3.2 Plant biomass production

The final biomass of L. gibba (Lg treatment) was 1.61 ± 0.29 g DW, with a relative growth rate RGR of 0.051 day⁻¹. For H. ranunculoides the final biomass was 1.95 ± 0.14 g DW, with an RGR of 0.075 day⁻¹ and in the Lg + Hr treatment the final biomass of both species was 1.87 ± 0.26 g DW and the global RGR in this case was 0.071 day⁻¹. Concentrations of nutrient elements in the assay exceeded those in conventional cultures 34. However, the growth rates in the assay were much lower than the growth rate in the culture media. The effect probably resulted from the gradient change occurring in the recirculating mesocosm, which might induce stress in plants. Most Lemnaceae species are sometimes sensitive to changes in the environment 34. Expected growth of macrophytes would be higher in a full-scale application of effluent phytoremediation; in that case, the nutrients supply is higher as it takes place in a continuous flow system or in batch where the surface/volume ratio of ponds is smaller compared to that of the assay.

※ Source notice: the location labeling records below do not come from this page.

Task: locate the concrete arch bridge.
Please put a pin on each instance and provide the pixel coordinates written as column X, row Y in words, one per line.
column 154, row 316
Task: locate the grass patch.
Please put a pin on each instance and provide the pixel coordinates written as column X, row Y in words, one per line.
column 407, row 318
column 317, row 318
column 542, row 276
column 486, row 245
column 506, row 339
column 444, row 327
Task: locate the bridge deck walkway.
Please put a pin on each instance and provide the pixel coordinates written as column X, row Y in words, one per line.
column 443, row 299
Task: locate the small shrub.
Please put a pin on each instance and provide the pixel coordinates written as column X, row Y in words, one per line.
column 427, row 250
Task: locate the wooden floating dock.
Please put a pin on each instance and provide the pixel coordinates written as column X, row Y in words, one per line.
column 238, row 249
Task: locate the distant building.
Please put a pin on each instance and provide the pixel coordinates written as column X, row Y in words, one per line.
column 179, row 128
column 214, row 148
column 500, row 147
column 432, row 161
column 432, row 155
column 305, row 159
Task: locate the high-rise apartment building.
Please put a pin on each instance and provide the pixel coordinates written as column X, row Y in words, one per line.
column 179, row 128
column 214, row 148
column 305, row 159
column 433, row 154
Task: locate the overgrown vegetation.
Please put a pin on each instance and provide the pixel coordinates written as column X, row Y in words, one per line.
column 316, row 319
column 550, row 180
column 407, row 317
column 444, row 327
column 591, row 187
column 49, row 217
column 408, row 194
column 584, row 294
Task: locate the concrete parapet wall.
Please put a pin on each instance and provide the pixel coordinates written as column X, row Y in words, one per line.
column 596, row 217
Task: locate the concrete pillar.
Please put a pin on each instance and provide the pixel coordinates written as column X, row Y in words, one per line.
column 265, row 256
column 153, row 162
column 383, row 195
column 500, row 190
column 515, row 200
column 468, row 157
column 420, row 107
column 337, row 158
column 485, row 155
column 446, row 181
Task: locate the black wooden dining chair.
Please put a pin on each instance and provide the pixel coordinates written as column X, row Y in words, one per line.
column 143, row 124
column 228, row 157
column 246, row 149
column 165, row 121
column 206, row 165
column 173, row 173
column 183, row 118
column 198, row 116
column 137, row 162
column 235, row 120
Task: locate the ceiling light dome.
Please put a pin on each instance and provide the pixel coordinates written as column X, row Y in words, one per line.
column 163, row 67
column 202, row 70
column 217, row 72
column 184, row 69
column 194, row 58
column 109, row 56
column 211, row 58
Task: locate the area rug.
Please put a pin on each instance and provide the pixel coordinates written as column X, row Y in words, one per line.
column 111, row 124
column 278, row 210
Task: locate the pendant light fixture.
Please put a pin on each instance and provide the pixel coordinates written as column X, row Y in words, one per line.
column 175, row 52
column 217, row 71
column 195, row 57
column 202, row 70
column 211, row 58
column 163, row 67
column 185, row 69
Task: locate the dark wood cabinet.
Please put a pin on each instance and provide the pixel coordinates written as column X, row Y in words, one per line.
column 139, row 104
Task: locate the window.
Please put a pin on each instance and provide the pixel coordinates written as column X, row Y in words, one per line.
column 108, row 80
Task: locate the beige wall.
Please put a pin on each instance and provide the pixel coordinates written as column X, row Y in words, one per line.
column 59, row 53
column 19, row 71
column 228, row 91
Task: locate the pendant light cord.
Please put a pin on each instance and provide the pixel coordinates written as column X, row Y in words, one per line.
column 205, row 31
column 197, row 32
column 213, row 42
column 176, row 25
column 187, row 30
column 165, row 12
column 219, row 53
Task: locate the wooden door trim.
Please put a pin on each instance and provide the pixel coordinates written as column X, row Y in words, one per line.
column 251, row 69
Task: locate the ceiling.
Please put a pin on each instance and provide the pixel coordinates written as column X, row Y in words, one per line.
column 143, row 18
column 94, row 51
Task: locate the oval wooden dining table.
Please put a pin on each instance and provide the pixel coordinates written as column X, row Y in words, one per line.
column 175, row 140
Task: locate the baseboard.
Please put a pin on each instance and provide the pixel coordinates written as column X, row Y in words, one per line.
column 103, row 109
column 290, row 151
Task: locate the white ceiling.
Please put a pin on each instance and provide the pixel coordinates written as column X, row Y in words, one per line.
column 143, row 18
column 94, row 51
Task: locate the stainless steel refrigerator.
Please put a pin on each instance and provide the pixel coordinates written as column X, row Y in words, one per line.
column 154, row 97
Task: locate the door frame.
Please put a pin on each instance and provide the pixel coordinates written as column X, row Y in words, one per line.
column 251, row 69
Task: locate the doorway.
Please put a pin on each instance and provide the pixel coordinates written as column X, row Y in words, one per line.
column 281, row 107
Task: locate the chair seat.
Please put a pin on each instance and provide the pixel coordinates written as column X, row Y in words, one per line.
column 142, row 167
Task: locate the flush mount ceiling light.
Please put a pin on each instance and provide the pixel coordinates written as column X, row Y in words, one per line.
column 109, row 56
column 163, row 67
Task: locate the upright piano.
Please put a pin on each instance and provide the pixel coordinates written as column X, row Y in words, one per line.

3.3 Allium cepa genotoxicity test

The A. cepa test allows analysis of the cytotoxic and genotoxic effects of environmental samples on meristematic root cells. Thus, the cytotoxicity is evaluated from the analysis of MI, and genotoxicity from CA and MN frequencies. Both the initial sample of the effluent from the poultry industry and the samples of the three treatments showed a significant higher MI value over the negative control (Table 3). This would indicate the absence of cytotoxic agents. However, an increase in cell division could be dangerous due to the possible proliferation of cells that could result in unordered tumor tissues 5. According to the values of CA frequencies, the initial sample and the three treatments showed no significant differences with respect to the control. However, higher values were observed in MN frequencies in the initial sample and in treatments Lg and Hr, indicating the presence of mutagens. The Lg + Hr treatment was effective in eliminating or reducing the genotoxicity in wastewater, since no chromosomal aberrations or micronuclei were recorded.